Frases interrogativas directas de infinitivo

Examinem-se as seguintes frases:
«Por que permitirmos em nossa vida o empenho de ser o que não quereríamos ser se soubéssemos o que queremos?»
«Por que gritarmos tão alto, se ninguém nos pode escutar?»

Nota-se que, nas duas orações iniciadas por «por que», há um verbo no infinitivo pessoal. Gostaria de saber como são elas classificadas. Seria o caso de o serem como orações reduzidas, pois o verbo no infinitivo assim faz supor, mas penso que não é o caso, pois que funcionam como orações principais em cada um dos respectivos períodos.
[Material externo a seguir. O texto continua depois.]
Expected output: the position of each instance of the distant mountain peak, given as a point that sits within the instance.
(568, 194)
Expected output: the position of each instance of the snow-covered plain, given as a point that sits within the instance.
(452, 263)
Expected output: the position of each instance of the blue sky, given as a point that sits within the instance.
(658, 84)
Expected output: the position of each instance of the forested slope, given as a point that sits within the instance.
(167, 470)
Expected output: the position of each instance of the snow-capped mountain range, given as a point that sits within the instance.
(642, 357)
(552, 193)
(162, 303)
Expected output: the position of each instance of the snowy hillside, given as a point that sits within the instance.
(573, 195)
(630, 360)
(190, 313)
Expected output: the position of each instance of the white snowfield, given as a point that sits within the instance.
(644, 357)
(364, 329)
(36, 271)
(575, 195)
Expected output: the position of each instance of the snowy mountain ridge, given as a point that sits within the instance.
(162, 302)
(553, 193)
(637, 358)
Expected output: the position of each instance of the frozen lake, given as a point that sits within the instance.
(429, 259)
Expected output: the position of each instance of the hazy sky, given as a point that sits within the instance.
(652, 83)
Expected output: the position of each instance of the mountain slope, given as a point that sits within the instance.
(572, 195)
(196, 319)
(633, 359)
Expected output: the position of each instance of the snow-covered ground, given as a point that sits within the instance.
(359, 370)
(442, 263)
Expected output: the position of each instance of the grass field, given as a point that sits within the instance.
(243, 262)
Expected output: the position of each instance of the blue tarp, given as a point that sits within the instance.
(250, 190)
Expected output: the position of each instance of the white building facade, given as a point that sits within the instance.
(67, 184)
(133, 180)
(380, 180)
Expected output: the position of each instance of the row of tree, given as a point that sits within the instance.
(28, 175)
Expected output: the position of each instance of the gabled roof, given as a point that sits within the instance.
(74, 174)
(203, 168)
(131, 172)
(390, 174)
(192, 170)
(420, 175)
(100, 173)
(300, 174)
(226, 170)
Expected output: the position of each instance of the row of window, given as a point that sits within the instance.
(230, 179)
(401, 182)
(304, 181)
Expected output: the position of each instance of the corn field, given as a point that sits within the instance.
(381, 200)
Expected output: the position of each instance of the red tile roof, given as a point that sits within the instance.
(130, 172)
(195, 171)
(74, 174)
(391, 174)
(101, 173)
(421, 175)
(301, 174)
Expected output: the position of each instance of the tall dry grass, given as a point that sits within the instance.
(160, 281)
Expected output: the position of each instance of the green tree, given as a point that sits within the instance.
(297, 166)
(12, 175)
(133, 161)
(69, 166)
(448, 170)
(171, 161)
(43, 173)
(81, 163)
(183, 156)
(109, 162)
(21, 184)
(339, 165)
Em suma, como classificar «por que permitirmos...» e «por que gritarmos...»? Obrigado.

Resposta

As duas orações em causa – «Por que permitirmos em nossa vida o empenho de ser o» e «Por que gritarmos tão alto» – são introduzidas por «por que», «advérbio interrogativo de causa» – o qual, segundo Celso Cunha e Lindley Cintra, como qualquer outro advérbio interrogativo, se emprega «nas interrogações directas ou indirectas» (Nova Gramática do Português Contemporâneo, 17.ª ed., Lisboa, Sá da Costa, 2002, p. 539) – ou «morfema interrogativo de valor adverbial», segundo Ana Maria Brito (in Maria Helena Mira Mateus et alli, Gramática da Língua Portuguesa, 6.ª ed., Lisboa, Caminho, 2003, p. 464).

Ora, sempre que há a presença de «constituintes interrogativos, que a gramática tradicional designa por “pronomes”, “adjectivos” ou “advérbios interrogativos”», estamos perante uma «interrogativa parcial ou de instanciação» (Gramática da Língua Portuguesa, ob. cit., p. 463), pois a presença de qualquer constituinte interrogativo marca o foco da interrogação.

No entanto, eu considero que esta interrogativa tem a particularidade de não ter sido construída para obter uma resposta, parecendo-me ser uma pergunta retórica, o que a caracteriza como interrogativa global. Reparemos no que nos é dito sobre estas interrogativas: «[…] há interrogativas globais que não se destinam a ter qualquer resposta: é o caso das perguntas retóricas, formuladas com fins argumentativos ou como expressão da avaliação que o locutor faz de um determinado estado de coisas: Terei eu feito algum mal a Deus?» (Gramática da Língua Portuguesa, ob. cit., p. 462). Penso, até, que na primeira frase nos encontramos perante um caso de interrogação múltipla, pois parece-me haver mais de que um constituinte interrogado.

Tal como o consulente propôs, estas orações não se enquadram no tipo das orações reduzidas, porque não são subordinadas, não estão dependentes de nenhuma outra, apesar de o verbo estar numa das formas nominais previstas para essas orações – o infinitivo. Se fossem orações subordinadas, classificar-se-iam de orações reduzidas de infinitivo adverbiais causais.